RE: [Linux-HA] Failover not working as I expected

Jerome Yanga Wed, 28 Jan 2009 09:46:57 -0800

Dominik,

I apologize for leaving resource-stickiness out.  I had it there previously but 
due to the trial and errors I had performed on the crm shell, I had forgotten 
to re-add it.  Nevertheless, adding it to my cib.xml file does not seem to work.


Here is the chain of events.  This happens on either Nomen or Rubric.

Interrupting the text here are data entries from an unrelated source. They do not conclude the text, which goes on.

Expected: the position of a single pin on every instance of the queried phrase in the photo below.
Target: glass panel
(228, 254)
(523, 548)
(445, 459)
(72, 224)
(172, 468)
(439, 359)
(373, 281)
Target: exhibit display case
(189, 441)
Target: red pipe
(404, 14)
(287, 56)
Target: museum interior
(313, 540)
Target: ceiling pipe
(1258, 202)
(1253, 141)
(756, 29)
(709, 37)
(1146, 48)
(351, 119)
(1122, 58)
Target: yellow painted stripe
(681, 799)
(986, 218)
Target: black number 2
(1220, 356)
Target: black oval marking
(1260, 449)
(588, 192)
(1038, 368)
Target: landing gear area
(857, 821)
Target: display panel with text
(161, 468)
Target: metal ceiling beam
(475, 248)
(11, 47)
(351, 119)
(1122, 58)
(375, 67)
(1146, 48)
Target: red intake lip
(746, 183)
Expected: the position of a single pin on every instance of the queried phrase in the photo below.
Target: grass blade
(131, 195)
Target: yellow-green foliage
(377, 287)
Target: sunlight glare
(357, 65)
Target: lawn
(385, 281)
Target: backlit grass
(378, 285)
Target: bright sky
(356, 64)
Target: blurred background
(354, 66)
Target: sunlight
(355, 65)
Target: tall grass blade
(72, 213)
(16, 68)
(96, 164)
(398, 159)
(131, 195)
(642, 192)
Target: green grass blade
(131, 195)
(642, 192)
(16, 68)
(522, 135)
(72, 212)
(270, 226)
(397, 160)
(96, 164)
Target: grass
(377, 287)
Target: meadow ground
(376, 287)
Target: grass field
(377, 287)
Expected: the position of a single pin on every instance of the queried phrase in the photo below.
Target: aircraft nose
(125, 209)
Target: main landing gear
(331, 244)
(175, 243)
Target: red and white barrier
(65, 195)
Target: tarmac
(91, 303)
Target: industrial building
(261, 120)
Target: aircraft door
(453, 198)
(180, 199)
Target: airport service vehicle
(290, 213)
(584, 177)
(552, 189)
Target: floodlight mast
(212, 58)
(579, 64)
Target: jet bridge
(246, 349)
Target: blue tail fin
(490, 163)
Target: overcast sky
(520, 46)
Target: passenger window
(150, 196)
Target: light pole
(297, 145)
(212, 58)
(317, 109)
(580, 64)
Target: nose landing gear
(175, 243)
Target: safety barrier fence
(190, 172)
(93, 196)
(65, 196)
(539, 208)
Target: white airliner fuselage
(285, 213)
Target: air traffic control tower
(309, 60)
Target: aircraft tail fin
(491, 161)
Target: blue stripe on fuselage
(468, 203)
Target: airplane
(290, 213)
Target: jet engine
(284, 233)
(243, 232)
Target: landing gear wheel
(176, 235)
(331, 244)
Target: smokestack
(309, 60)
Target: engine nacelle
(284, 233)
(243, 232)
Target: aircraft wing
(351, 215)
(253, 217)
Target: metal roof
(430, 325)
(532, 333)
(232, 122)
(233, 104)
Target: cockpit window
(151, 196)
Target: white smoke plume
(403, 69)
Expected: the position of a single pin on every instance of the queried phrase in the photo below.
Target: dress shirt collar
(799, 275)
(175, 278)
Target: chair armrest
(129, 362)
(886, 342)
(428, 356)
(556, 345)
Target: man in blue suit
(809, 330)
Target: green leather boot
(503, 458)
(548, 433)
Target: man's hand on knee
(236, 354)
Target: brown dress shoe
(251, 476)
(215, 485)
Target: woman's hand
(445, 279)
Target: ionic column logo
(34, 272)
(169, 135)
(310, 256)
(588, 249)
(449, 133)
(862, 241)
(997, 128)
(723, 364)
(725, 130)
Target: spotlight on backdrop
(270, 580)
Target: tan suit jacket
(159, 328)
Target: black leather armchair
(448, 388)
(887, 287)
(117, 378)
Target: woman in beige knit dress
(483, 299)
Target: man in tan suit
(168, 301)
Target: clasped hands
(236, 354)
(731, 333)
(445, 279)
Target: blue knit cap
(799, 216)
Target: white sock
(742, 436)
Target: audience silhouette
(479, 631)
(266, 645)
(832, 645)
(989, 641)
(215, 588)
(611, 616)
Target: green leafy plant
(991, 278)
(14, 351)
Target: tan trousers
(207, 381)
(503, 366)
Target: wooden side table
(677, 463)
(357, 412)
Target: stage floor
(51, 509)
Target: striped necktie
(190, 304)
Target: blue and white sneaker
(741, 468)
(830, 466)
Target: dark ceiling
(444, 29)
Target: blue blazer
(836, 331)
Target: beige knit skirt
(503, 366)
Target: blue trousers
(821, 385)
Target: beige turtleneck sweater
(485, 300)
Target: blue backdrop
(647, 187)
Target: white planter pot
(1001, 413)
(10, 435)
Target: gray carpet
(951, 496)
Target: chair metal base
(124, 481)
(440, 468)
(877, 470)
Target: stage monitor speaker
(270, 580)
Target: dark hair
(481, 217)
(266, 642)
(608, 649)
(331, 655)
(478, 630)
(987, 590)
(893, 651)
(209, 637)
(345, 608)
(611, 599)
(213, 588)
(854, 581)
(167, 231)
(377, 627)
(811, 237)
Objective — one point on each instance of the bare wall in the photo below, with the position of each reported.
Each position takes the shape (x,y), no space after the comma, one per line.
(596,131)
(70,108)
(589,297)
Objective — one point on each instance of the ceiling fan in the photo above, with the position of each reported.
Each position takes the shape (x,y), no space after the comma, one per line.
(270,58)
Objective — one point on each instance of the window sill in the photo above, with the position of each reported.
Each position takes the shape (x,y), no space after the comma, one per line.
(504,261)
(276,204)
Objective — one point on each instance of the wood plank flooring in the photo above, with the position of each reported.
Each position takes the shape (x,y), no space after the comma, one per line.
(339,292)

01)  Nomen (one of the two nodes) owns the group resource, called 
Directory_Server.  In the meantime, Rubric (the other node) is just there 
waiting for the resources to come to him.  :)
02)  I stop heartbeat on Nomen and the Directory_Server resource group fails 
over to Rubric.
03)  Nomen's status changes from "running(dc)" to "stopped"
04)  After waiting for step #3 to finish its transition, I start heartbeat back 
up in Nomen.
05)  Nomen's status changes from "stopped" to "running-standby" to "running".
06)  Rubric retains all the resources.  However, all the resources on Rubric 
bounces/restarts when Nomen's status changes from "running-standby" to 
"running".

Is there a way to prevent the resources in Rubric to bounce/restart when Nomen 
rejoins the cluster?

Help.



On the other hand, you pointed me to the right direction regarding the MailTo 
OCFAgent.

This is how the variable looked like in .ocf-binaries when it was not working.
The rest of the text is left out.